CHD4 Is a RanGTP-Dependent MAP that Dissociates from Mitotic Chromatin and Partially Localizes to the Spindle
(A) Regulation of CHD4 binding to microtubules (MTs) by RanGTP and importin α/β. Recombinant CHD4 (0.20 μM) was incubated with Taxol-stabilized MTs (20 μM) in the presence or absence of 1 μM importin α, 1 μM importin β, and 5 μM RanQ69L. After centrifugation, supernatant (s) and pellet (p) fractions were analyzed by Coomassie staining (top) and immunoblot (bottom). BSA was used as a carrier protein.
(B) Immunoblot of CSF extract with affinity-purified CHD4 antibody.
(C) Localization of CHD4 in Xenopus egg extracts. Interphase nuclei and mitotic spindles were assembled and stained with CHD4 antibody and Alexa 488-labeled anti-rabbit IgG (green).

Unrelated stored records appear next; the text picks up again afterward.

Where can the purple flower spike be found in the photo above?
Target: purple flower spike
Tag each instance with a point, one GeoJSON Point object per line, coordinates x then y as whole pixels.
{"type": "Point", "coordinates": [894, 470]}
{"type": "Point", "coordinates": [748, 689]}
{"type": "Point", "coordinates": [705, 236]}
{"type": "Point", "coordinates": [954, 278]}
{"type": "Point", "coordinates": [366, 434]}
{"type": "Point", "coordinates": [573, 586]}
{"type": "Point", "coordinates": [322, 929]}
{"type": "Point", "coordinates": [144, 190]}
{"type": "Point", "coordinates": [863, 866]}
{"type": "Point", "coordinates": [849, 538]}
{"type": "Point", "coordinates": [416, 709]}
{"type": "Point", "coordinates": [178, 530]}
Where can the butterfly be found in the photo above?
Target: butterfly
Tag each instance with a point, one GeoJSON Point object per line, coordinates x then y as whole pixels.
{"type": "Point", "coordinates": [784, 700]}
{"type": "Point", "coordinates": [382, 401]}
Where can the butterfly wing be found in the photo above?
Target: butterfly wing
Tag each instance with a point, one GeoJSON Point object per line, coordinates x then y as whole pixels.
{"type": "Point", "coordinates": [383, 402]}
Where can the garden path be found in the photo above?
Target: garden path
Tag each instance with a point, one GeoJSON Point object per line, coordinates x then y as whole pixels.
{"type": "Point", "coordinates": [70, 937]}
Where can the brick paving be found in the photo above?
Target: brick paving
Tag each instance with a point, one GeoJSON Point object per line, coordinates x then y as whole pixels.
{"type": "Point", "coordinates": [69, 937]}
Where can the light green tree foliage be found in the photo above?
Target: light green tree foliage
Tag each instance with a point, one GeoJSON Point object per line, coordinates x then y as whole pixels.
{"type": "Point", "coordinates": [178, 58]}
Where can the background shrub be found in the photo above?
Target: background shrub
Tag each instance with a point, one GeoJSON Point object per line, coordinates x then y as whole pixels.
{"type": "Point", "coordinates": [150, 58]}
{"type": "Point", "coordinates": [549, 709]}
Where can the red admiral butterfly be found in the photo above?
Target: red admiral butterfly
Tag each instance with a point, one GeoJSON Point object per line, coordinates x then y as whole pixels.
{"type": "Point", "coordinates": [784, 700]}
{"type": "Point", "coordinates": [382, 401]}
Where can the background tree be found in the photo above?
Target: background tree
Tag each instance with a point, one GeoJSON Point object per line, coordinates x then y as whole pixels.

Cy3-labeled tubulin is shown in red; DNA stained with Hoechst is blue.
(D) Localization of CHD4 in Xenopus XL177 cells. Cells were stained with CHD4 antibody followed by Alexa 488-labeled anti-rabbit IgG (green). Tubulin was stained with anti-tubulin and Alexa 568-labeled anti-mouse IgG (red).
Scale bar represents 20 μm. See also Figure S1.
CHD4 Depletion Leads to Severe Spindle Assembly Defects in Xenopus Egg Extracts
(A) CSF extract was immunodepleted using rabbit IgG (mock) or anti-CHD4 antibody. Each extract (1 μl) was immunoblotted by the CHD4 antibody and ISWI antibody as a control.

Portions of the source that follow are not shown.